Analysis of variants with low minor allele frequency in the UKBiobank cohort
Principal Investigator:
Dr Jeanette Schmidt
Approved Research ID:
55681
Approval date:
February 3rd 2020
Lay summary
The proposed research aims to validate new genotype calling algorithms for rare variants in array based genotyping data and in particular in the UK Biobank cohort. The results of using the improved algorithms for these variants will be compared to variant information from exon sequencing data available for the UK Biobank cohort. The results will be analyzed by computing both sensitivity as well as positive predictive value of the new algorithms. Rare variants have been associated with risk factors for many diseases and are therefore of great interest. Several studies have for example examined rare variants in UK Biobank to help explain a person's risk to develop COPD. We have characterized the behavior of new genotyping algorithms and have discovered several metrics that appear to significantly improve the genotyping calls of such variants.

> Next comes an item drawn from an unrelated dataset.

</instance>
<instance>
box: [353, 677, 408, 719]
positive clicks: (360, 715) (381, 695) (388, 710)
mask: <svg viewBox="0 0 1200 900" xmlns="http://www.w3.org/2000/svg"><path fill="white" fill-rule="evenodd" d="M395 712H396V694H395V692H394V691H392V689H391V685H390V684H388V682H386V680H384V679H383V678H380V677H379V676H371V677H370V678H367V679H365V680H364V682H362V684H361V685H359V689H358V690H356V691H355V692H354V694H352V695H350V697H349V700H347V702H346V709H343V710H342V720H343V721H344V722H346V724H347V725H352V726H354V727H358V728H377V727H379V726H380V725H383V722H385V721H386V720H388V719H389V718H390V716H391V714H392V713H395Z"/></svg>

To date we have applied these new algorithms and metrics to relatively small datasets with known genotypes, such as several hundred HapMap samples. The UK Biobank dataset will allow for the characterization and validation of the algorithms on a large and important dataset. The results of our research will provide insight on the accuracy of genotype calls using an array platform. Arrays have been shown to provide highly accurate results on variants that are relatively common, (defined as greater than 1% or perhaps 0.1% of the population). The ability to assess the reliability of rarer variants will allow researchers to use array platforms and resulting data for additional applications, such as identifying risk factors for disease. We expect this project to take less than a year to complete.